Rule hash for CSS selector matching
- Is in other browsers and enables other optimizations from Leo's paper. We take every node and go through all the rules matching each one to see which match the node. Obviously slow.
- Idea: reduce the number of rules we attempt to check against. We partition the rules into sets. If the last part is a selector with an ID (with a #), then we know the node should have id="sidebar". We can put it in a hash table that matches id->that rule. Can do for IDs, classes, and elements. That allows us to reduce the number of rules we need to check.
- (See example on the slide for how it reduces them)
With rule hashing
- 3x speedup on standard web pages with ~1k CSS rules. There is a PR for that. Using this we can implement more optimizations.
- Redundant selector elimination is possible. We can group rules that imply other rules so that we don't have to worry about multiple matching.
- ryan: We combined string interning with the rule hash and got a lot of perf improvement.

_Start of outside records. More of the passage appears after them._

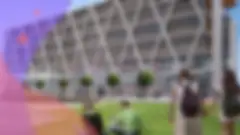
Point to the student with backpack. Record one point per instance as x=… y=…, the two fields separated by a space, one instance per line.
x=186 y=106
x=230 y=102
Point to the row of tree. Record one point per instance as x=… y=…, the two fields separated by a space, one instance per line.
x=144 y=79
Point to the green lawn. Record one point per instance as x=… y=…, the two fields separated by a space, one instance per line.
x=155 y=117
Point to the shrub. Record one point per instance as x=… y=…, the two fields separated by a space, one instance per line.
x=40 y=84
x=86 y=81
x=113 y=79
x=145 y=78
x=63 y=83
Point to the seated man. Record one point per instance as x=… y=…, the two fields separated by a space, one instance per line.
x=127 y=122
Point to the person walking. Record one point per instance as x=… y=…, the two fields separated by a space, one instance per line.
x=186 y=106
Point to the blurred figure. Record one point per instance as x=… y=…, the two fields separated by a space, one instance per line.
x=127 y=122
x=93 y=119
x=230 y=102
x=186 y=106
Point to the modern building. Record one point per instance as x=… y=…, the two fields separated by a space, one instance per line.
x=126 y=36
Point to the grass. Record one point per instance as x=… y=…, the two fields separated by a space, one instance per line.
x=155 y=116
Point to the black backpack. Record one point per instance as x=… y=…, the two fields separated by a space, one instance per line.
x=231 y=105
x=190 y=105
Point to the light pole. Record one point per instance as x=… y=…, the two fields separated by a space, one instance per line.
x=217 y=65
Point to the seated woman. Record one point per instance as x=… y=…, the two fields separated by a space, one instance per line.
x=127 y=122
x=94 y=119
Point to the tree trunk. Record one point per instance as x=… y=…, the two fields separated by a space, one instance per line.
x=62 y=94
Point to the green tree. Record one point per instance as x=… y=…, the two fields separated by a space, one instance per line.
x=113 y=80
x=63 y=84
x=40 y=84
x=86 y=81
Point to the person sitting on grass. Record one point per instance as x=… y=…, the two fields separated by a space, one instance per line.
x=93 y=119
x=127 y=122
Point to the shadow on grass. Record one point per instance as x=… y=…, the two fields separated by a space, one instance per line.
x=155 y=118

- Since not all the hash tables fit in cache, start with ID rules for all nodes, then all class, then element, then the mandatory ones to check and you'll avoid cache misses.
- dherman: No tuning?
- Yes, just do it one at a time. one more optimization is to preallocate a vector for the rules that match a node. Then avoid allocating on the heap. Can have a vector of size 15-ish and only allocate on the heap if you need it.

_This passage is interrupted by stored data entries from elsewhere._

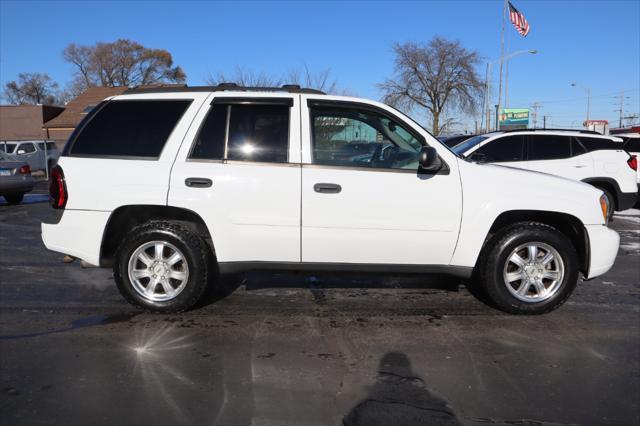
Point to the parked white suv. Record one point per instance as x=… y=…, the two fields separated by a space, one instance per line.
x=38 y=154
x=171 y=187
x=586 y=156
x=632 y=146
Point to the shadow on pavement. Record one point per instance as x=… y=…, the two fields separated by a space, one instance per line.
x=399 y=397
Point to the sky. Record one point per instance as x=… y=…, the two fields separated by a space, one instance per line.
x=595 y=44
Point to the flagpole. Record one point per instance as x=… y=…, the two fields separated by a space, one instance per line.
x=504 y=17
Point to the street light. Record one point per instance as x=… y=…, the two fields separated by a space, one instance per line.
x=487 y=93
x=588 y=90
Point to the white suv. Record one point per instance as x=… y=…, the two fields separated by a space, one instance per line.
x=172 y=187
x=580 y=155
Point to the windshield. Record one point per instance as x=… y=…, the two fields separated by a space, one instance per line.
x=6 y=157
x=463 y=147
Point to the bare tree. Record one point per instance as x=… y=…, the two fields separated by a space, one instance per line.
x=304 y=77
x=120 y=63
x=32 y=88
x=438 y=77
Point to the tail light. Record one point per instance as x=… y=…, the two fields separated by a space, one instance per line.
x=57 y=189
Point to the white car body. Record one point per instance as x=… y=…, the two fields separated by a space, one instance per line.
x=33 y=152
x=632 y=145
x=260 y=212
x=604 y=168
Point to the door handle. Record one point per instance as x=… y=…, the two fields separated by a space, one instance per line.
x=327 y=188
x=198 y=182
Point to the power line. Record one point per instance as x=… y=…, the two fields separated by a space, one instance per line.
x=580 y=98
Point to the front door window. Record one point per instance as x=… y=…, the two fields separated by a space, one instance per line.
x=352 y=137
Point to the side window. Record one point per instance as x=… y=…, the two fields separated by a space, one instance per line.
x=360 y=138
x=508 y=148
x=632 y=145
x=258 y=133
x=209 y=143
x=576 y=147
x=129 y=128
x=598 y=144
x=255 y=133
x=26 y=148
x=549 y=147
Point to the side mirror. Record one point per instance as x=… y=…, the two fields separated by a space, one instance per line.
x=429 y=160
x=478 y=158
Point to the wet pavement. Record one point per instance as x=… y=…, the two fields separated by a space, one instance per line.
x=308 y=350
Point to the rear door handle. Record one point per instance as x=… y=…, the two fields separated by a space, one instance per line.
x=198 y=182
x=327 y=188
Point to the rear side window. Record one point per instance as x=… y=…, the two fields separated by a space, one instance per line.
x=26 y=148
x=508 y=148
x=598 y=144
x=209 y=144
x=549 y=147
x=129 y=128
x=632 y=145
x=255 y=133
x=258 y=133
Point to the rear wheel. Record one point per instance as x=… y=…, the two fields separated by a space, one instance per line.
x=14 y=198
x=530 y=268
x=163 y=267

- I will be working on this over the coming weeks.
- pcwalton: I'll r+ it now.
- jack: Have we started timing how fast we are compared to gecko and webit?

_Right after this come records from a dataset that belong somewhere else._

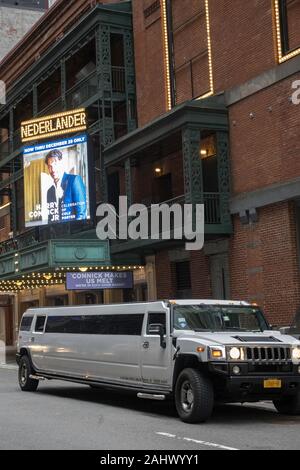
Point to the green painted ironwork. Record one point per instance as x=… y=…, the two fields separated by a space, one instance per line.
x=192 y=165
x=48 y=256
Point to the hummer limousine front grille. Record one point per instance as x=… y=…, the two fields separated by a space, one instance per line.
x=268 y=354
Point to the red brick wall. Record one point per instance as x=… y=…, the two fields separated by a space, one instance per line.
x=293 y=23
x=243 y=40
x=200 y=274
x=166 y=276
x=190 y=48
x=264 y=264
x=265 y=148
x=149 y=63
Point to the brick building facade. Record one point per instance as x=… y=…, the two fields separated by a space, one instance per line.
x=239 y=57
x=199 y=111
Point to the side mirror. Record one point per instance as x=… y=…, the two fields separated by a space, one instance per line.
x=158 y=330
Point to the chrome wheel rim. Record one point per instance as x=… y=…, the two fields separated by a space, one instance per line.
x=23 y=374
x=187 y=396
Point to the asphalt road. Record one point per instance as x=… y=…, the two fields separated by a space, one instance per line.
x=67 y=416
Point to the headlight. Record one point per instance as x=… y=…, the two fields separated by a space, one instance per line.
x=216 y=353
x=296 y=354
x=235 y=354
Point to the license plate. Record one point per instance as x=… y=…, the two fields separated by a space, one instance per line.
x=274 y=383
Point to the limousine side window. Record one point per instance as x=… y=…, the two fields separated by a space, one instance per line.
x=39 y=324
x=26 y=323
x=127 y=325
x=157 y=319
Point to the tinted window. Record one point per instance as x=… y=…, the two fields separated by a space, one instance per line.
x=156 y=319
x=71 y=325
x=26 y=323
x=39 y=324
x=125 y=325
x=130 y=325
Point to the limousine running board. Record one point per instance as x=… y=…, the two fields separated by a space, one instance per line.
x=150 y=396
x=36 y=377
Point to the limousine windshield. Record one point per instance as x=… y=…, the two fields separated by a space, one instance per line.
x=219 y=318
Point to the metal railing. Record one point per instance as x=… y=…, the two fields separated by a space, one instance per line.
x=118 y=79
x=82 y=91
x=212 y=208
x=52 y=108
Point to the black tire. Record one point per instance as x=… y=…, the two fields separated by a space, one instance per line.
x=25 y=370
x=194 y=397
x=288 y=405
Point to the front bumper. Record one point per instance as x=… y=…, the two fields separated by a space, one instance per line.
x=249 y=386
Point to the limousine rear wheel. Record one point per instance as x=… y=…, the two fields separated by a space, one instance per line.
x=194 y=396
x=25 y=370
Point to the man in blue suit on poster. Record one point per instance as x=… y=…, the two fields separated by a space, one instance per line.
x=66 y=199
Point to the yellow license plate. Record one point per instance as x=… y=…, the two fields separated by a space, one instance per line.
x=274 y=383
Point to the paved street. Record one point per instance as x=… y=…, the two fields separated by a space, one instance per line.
x=68 y=416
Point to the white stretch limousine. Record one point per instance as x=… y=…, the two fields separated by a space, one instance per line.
x=195 y=351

- pcwalton: 10x slower, missing string interning. And the 50x allocations really hurt us. Once we get those close to zero, we will be very competitive, except for where we need the Bloom filter. But that is not all pages. A lot of pages just use ID and CLASS, and then we're fine because it won't help.
- kmc: why that?
- pcwalton: remember your parents. Descendant selector matching.
- jack: Match the right hand side. Then match the parents. The Bloom filter will tell you if the parent is in your tree.
- pcwalton: people mistakenly write it as "a div div" instead of "a > div > div", which casues an explosion. Web developers don't understand that the first one is the wrong and expensive to do the match.
- dherman: I just want a list of tips for how to parallelize for servo.
- pcwalton: We have that for firefox, particularly on selectors.
- kmc: developer UI could show you hints, and people will go nuts for it.
- jdm: This is 2x faster b/c of servo's parallel speedups
- pcwalton: a clear helper would help. e.g., if you can detect when the floats do not impact later, we can tell people to add a clear.
- dherman: at Northeastern, they wrote something that would tell you if you failed
- jack: Like google search, we should show the parallel speedups we got in the UI. Right in the title bar.
- lbergstrom: Can't do speedup without a baseline...
- jack: Just CPU utilization